Creating an alternate set of rules for people of different backgrounds creates huge problems. What would have happened to Venus and Serena Williams had tennis officials drew up a special set of rules for them to compensate for their background? While they may have won more tournaments, they would not have been pushed to achieve their true potential and their victories would have been empty achievements. While it’s true that they faced more obstacles than privileged players from the suburbs, changing the rules to allow for their subjective experiences would have prevented their ultimate success.
That is exactly what is happening today, not just in debate tournaments, but across universities in general. Excuses are being made and rules are being bent in order to account for our personal differences, race, gender and sexual orientation in particular. This trend is producing a generation of marginally skilled, professionally unprepared graduates. The poor quality of our higher education means that we can’t compete with other nations who insist on educating their young people through “objective” and “oppressive” systems. This can also be said of our economy. Dumbed down and subjective criteria allow us to pretend that our economy is growing even as living standards are falling, the labor force is shrinking, savings are evaporating, and opportunity is more and more elusive. Rather than admit the obvious, that we have a remedial economy, we have consistently redefined success downward with revisions to tools we use to measure our economy like GDP, inflation and unemployment. See a deeper analysis of this trend in may latest special report, Taxed By Debt.

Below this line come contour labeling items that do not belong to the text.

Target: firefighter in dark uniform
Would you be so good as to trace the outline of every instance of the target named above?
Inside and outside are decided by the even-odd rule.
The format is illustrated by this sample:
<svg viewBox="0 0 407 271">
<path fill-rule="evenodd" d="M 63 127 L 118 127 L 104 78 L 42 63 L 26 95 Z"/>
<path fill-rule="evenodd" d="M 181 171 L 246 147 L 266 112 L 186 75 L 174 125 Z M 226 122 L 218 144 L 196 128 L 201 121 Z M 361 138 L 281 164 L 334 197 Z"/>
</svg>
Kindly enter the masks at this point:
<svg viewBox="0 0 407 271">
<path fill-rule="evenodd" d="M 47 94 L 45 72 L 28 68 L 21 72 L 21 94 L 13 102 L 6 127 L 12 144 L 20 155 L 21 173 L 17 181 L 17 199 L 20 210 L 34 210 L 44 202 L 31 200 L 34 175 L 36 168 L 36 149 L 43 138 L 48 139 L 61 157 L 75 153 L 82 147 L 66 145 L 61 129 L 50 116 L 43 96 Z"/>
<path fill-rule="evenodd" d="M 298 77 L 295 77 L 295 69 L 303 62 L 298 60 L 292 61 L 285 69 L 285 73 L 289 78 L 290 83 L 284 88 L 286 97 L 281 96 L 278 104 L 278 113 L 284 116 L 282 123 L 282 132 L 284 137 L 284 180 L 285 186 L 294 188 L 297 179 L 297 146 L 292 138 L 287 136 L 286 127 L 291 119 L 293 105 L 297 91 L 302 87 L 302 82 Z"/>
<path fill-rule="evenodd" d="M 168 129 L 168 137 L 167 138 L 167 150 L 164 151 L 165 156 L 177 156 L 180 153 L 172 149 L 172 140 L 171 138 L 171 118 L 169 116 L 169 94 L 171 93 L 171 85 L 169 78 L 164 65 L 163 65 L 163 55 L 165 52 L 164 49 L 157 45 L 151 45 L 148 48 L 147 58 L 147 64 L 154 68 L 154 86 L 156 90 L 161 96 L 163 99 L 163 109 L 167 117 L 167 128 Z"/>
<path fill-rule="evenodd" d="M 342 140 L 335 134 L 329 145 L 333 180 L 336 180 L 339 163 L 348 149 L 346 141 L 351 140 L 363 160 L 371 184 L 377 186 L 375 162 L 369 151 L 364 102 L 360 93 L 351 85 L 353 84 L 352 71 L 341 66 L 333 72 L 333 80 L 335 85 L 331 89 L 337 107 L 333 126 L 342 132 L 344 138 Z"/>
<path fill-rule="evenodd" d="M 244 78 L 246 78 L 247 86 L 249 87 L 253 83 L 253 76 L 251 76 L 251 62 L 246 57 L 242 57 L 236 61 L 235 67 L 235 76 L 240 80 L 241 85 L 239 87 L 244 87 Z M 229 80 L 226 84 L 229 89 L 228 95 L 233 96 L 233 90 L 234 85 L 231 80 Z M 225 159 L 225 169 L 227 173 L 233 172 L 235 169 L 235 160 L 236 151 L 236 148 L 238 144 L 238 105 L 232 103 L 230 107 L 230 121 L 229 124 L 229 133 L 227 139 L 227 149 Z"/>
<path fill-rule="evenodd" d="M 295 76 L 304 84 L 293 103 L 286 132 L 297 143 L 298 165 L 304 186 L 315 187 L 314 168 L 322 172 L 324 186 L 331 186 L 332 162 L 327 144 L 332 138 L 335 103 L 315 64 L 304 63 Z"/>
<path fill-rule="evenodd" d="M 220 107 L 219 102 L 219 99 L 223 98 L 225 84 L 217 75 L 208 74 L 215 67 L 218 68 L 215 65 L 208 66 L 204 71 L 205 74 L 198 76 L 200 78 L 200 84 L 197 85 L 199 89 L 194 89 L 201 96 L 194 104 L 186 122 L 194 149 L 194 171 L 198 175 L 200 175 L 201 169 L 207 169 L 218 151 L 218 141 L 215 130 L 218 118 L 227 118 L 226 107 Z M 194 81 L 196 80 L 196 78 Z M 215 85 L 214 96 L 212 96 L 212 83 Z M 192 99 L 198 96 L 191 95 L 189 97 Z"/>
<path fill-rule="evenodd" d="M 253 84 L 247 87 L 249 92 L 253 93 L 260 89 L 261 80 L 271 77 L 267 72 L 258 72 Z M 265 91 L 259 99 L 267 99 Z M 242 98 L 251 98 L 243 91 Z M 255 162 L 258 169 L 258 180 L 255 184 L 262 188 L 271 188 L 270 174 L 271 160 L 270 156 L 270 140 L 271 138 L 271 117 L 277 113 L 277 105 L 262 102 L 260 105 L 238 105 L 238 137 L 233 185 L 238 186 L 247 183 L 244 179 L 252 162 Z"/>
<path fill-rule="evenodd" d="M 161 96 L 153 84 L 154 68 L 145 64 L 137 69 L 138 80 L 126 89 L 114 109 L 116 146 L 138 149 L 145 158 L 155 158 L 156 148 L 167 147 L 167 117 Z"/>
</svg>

Like with our deteriorating educational system, our economy no longer measures up to previous standards of performance. In education, you can see the difference through comparison to a century old Jr. High School test that I believe would stymie most of today’s college graduates. Our economic deterioration can be seen in our high trade deficits, big budget deficits, high public and private debt levels and the explosion in the number of people who rely on government assistance be it in the form of welfare, food stamps, or disability.
However, according to many economists, none of this is cause for concern as it is simply the way things work in our new “consumer-based,” “service-sector,” economy. Instead of growth through savings, capital investment, and production, we now rely on money printing, asset bubbles, leverage, and consumer credit. Inflation, which was once acknowledged as being bad, is now considered good. Persistent trade deficits, once a sign of economic distress, are now considered signs of strong domestic demand. Instead of dealing painfully with intractable problems, we have redefined our liabilities as assets and declared victory.
In the end, will awarding debate championships to undisciplined, barely comprehensible minority students really help these individuals succeed in life? No law firm or corporation will look to hire debate winners as the competitions have now lost all relevance. Similarly, dumbing down standards to whitewash our poor economy performance will only worsen our problems. Fortunately the Supreme Court last week, with its decision to support Michigan’s campaign to end race-based selection practices at state universities, took a tiny step in dismantling this lunacy. But we must be on the lookout for much lower profile aspects of the same confrontation. The front lines are everywhere.